There’s no sugarcoating the reality that these facts will be touted at length as a victory for the xenophobic right wing across the western world. Nor is it only Paris. ISIS terrorists were responsible for killing dozens in Beirut the day prior to the Paris attacks. That attack itself followed closely on the heels of the downing of a Russian jetliner in Egypt that was probably due to terrorist activity.

In light of these events, it’s no surprise that even staunch liberals Francois Hollande and Bernie Sanders are sounding aggressively militaristic in response.

While it is obviously true that ISIS owes its existence to the Bush/Cheney invasion of Iraq and that war itself is usually a counterproductive measure that creates more problems than it solves, it is also true that ISIS is not your average run-of-the-mill terrorist problem. As Graeme Wood explained in The Atlantic, ISIS is not simply another Al Qaeda, in the sense of being a group of disjointed, angry young men upset with western intervention in the Muslim world. They are an end-times sect dedicated to bringing about the final resolution by following step-by-step instructions in the Quran for creating the caliphate. This includes seizing and controlling the crucial area of Dabiq:

The Islamic State has attached great importance to the Syrian city of Dabiq, near Aleppo. It named its propaganda magazine after the town, and celebrated madly when (at great cost) it conquered Dabiq’s strategically unimportant plains. It is here, the Prophet reportedly said, that the armies of Rome will set up their camp. The armies of Islam will meet them, and Dabiq will be Rome’s Waterloo or its Antietam.

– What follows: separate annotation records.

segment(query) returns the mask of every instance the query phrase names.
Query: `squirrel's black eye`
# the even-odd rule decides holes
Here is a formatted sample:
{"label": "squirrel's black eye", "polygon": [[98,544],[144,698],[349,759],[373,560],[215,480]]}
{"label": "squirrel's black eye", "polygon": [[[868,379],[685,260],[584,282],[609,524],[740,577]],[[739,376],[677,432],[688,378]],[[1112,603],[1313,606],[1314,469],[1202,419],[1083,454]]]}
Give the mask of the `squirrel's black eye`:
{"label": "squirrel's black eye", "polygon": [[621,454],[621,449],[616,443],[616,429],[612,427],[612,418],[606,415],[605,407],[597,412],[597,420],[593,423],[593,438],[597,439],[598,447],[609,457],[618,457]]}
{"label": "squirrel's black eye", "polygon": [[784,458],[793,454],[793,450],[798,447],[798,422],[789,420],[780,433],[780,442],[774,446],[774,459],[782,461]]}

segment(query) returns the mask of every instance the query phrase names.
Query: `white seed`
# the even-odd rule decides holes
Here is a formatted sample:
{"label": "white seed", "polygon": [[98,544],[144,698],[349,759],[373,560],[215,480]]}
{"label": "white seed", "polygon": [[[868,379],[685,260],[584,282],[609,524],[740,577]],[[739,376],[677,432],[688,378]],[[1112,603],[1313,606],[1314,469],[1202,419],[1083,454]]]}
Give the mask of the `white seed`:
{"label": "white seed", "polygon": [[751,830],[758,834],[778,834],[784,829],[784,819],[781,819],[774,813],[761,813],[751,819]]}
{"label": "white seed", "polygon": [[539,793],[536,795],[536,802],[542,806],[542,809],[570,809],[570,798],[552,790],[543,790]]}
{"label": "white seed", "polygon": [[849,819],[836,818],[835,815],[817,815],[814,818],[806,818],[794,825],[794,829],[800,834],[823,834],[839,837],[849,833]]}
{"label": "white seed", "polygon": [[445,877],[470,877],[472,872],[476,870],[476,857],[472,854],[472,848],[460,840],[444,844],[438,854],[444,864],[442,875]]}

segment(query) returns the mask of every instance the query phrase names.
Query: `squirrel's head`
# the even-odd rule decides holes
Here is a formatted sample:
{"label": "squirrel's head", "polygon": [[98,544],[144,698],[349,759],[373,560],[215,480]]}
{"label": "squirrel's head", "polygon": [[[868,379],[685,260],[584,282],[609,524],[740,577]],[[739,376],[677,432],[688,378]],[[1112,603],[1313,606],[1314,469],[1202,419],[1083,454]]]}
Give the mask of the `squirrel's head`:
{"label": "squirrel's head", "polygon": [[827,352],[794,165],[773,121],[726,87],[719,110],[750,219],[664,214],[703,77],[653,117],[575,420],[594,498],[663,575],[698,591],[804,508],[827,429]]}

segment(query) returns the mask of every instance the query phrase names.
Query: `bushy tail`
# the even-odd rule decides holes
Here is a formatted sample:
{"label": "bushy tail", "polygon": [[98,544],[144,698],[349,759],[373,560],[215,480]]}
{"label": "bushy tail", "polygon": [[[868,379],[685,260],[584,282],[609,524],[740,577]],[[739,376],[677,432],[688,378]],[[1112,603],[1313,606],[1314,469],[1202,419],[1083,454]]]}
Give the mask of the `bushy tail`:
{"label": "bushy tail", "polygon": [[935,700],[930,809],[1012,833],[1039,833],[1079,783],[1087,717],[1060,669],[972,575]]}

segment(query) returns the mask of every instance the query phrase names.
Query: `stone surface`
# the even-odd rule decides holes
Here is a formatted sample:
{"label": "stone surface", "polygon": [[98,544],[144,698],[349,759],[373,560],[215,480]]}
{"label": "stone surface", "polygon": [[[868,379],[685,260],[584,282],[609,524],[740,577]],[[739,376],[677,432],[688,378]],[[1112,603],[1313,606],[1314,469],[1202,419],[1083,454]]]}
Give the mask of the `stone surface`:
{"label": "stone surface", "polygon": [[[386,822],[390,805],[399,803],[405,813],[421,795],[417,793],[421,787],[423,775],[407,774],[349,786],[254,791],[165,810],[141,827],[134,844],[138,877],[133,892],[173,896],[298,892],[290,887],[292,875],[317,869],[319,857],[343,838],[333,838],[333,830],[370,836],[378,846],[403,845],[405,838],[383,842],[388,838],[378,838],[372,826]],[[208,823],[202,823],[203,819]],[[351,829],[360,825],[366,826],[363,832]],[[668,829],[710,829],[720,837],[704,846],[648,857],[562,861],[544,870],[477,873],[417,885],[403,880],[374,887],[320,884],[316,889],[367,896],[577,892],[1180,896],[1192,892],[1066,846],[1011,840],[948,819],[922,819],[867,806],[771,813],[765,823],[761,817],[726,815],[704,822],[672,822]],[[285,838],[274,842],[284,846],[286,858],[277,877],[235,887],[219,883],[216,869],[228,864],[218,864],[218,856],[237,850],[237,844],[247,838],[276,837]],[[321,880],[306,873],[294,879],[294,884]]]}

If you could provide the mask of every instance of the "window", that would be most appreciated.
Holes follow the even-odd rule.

“Dabiq is basically all farmland,” one Islamic State supporter recently tweeted. “You could imagine large battles taking place there.” The Islamic State’s propagandists drool with anticipation of this event, and constantly imply that it will come soon. The state’s magazine quotes Zarqawi as saying, “The spark has been lit here in Iraq, and its heat will continue to intensify … until it burns the crusader armies in Dabiq.” A recent propaganda video shows clips from Hollywood war movies set in medieval times—perhaps because many of the prophecies specify that the armies will be on horseback or carrying ancient weapons.

Now that it has taken Dabiq, the Islamic State awaits the arrival of an enemy army there, whose defeat will initiate the countdown to the apocalypse. Western media frequently miss references to Dabiq in the Islamic State’s videos, and focus instead on lurid scenes of beheading. “Here we are, burying the first American crusader in Dabiq, eagerly waiting for the remainder of your armies to arrive,” said a masked executioner in a November video, showing the severed head of Peter (Abdul Rahman) Kassig, the aid worker who’d been held captive for more than a year. During fighting in Iraq in December, after mujahideen (perhaps inaccurately) reported having seen American soldiers in battle, Islamic State Twitter accounts erupted in spasms of pleasure, like overenthusiastic hosts or hostesses upon the arrival of the first guests at a party.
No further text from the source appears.